Sodexo employee John Holley passed away on Sept. 24. Holley came to Northwestern three years ago from Indian Hills Community College Culinary Arts Program, after being recruited by his former teacher, Head Chef Benjamin Whitmore. Holley had a history of seizures, and suffered a fatal one last week.
Holley began working at NW in the fall of 2012. When he first started, he was placed at the international food station in the caf. This transition from school to work was difficult for him at first.
“It was hard for him because a lot of these students were his same age,” co-worker Cindy Hickman said. “He was kind of quiet and intimidated, but he got to where he could really interact, especially with the students who worked here.”

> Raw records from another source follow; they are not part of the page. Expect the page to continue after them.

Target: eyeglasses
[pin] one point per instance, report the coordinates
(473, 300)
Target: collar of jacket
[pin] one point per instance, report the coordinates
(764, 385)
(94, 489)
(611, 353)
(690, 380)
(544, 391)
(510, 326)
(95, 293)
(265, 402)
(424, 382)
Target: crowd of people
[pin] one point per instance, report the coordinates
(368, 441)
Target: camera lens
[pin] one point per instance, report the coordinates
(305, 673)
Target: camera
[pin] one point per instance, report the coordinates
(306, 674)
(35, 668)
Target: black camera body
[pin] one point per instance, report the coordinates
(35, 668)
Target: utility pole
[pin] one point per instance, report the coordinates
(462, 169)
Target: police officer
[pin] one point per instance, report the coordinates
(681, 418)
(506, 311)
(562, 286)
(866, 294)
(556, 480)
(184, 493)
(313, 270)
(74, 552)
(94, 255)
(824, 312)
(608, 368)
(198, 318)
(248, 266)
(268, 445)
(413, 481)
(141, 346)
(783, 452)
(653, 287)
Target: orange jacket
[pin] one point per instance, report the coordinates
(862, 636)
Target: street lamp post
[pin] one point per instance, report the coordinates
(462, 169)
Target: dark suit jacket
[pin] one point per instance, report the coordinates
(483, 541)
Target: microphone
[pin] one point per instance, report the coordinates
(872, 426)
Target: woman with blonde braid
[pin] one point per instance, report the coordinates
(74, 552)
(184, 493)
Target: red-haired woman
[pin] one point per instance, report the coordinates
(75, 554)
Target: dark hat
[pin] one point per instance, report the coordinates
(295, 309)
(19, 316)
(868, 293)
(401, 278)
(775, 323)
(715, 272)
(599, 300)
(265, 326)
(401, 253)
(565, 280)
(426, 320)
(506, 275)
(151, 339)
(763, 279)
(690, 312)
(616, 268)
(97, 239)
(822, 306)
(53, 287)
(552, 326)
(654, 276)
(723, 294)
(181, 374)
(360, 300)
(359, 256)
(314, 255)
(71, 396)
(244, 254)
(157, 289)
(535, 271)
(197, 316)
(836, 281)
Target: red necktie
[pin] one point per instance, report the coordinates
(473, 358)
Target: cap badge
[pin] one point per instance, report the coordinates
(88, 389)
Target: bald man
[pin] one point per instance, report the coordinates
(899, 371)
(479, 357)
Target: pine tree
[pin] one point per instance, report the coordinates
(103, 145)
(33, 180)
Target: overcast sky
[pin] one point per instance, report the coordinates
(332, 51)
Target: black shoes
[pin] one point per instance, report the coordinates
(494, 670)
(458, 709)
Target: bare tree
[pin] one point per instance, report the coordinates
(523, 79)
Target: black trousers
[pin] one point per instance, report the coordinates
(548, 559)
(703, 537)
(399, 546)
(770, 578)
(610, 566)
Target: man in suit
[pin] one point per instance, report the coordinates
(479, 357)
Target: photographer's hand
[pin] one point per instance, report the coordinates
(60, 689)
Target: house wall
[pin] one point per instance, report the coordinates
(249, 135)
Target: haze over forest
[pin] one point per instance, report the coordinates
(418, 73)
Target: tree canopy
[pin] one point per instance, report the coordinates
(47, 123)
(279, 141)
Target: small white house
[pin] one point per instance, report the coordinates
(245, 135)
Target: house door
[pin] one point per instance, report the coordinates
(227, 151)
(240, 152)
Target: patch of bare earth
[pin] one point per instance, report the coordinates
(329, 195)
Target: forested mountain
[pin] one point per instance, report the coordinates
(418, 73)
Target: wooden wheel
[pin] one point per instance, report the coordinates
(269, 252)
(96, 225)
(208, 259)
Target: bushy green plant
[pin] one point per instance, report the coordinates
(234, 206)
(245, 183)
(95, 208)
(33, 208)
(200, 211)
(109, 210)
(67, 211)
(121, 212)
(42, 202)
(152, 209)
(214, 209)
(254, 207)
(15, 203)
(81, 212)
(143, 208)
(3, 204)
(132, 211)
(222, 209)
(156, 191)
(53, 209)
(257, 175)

One of the students who had the opportunity to work with Holley was Student Manager Regina Steffen.
“There was never a day that John seemed angry, and if things weren’t going as he planned, he was still able to make the best of it,” Steffen said. “He lightened up our days and made a job that is often stressful a joyous thing.”
Student athletes knew Holley from their Saturday morning pre-game meals. Many of them would yell, “Hey Chef John!” across the parking lot whenever co-worker Stacy Roberson and Holley were on break.
“That made John feel good,” Roberson said. “He knew that recognition meant that he had affected somebody to acknowledge who he was.”
Athletes and caf workers were not the only students who developed a relationship with Holley. Anthony “Society” Wubben met Holley at the international food station. Holley developed a joking relationship with several men from the Heemstra wings of Colenbrander Hall beginning in the fall of 2013.
“John was able to joke around with us while providing a welcoming environment to the cafeteria,” Wubben said.
General Manager of Campus Dining Nedrick Price hadn’t realized the impact that Holley had on this campus until students approached him this past week to express their condolences.
“You get a bigger picture of how many lives he did touch,” Price said.
From the start of his time here, Holley made an effort to go out of his way to make others happy, through actions such as offering co-worker rides or even just friendly smiles.
“He always had a smile on his face,” Roberson said. “You know, people just say that, but John literally always had a smile on his face no matter how bad it got back there.”
Holley was known for his shining personality and his famous saying, “Don’t worry about it.”
“Everyone agreed that was something John said,” Roberson said. “I believe that’s one of the things that has helped this kitchen the last few days. That’s just the way he lived life.”
Along with remembering that saying, caf workers won’t forget Holley shuffling his feet whenever he walked. Holley’s co-workers would often poke fun at him for this.
“I’d get after him all the time,” Hickman said. “‘Pick up your feet, John. Pick up your feet,’ and he would reply, ‘Don’t worry about it, Miss Cindy.’”
Holley expressed his love for working at NW to his family back home. His mother told Price that he would brag about how much fun he had at work and how great it was to work with people like Roberson and Whitmore.
“Even on the bad days, he loved his job,” Hickman said.
Holley especially enjoyed working when there was a big catering event to prepare for. He would help everyone remain calm while things were intense in the kitchen.
No matter what he was asked to do, he would complete the task with excitement even when things became chaotic.
“He never did get upset, things just didn’t bother him that much,” Roberson said.
Co-worker Luis Sanchez lived with Holley off-and-on and was able to get to know him outside the kitchen.
Sanchez witnessed Holley maintain a close relationship with his parents despite living several hours away.
“Every night after work, he would get home and call his mom,” Sanchez said.
Even though he was far away from his home of Libertyville, he was still able to develop family-like relationships with those he worked with on a daily basis.
“He had that very close relationship with his mom and his family, but I think NW and Sodexo became his family,” Roberson said.
Holley’s last day was filled with joking around with the staff as they prepared for the next morning. Roberson, Sanchez and Miss Cindy all remember how great that day was.
As it neared the end of the night, Sanchez and Holley decided it was time to pack up and go home. It ended just like any other day.
“He said, ‘Tomorrow is another day, let’s go,’ and we left,” Sanchez said. “In the parking lot, he said, ‘Okay, goodnight. See you tomorrow.’ And I didn’t see him tomorrow.”
Holley’s presence will be dearly missed in the Caf and around campus. He left an impact on co-workers, students, faculty and staff over the last three years that will not quickly fade.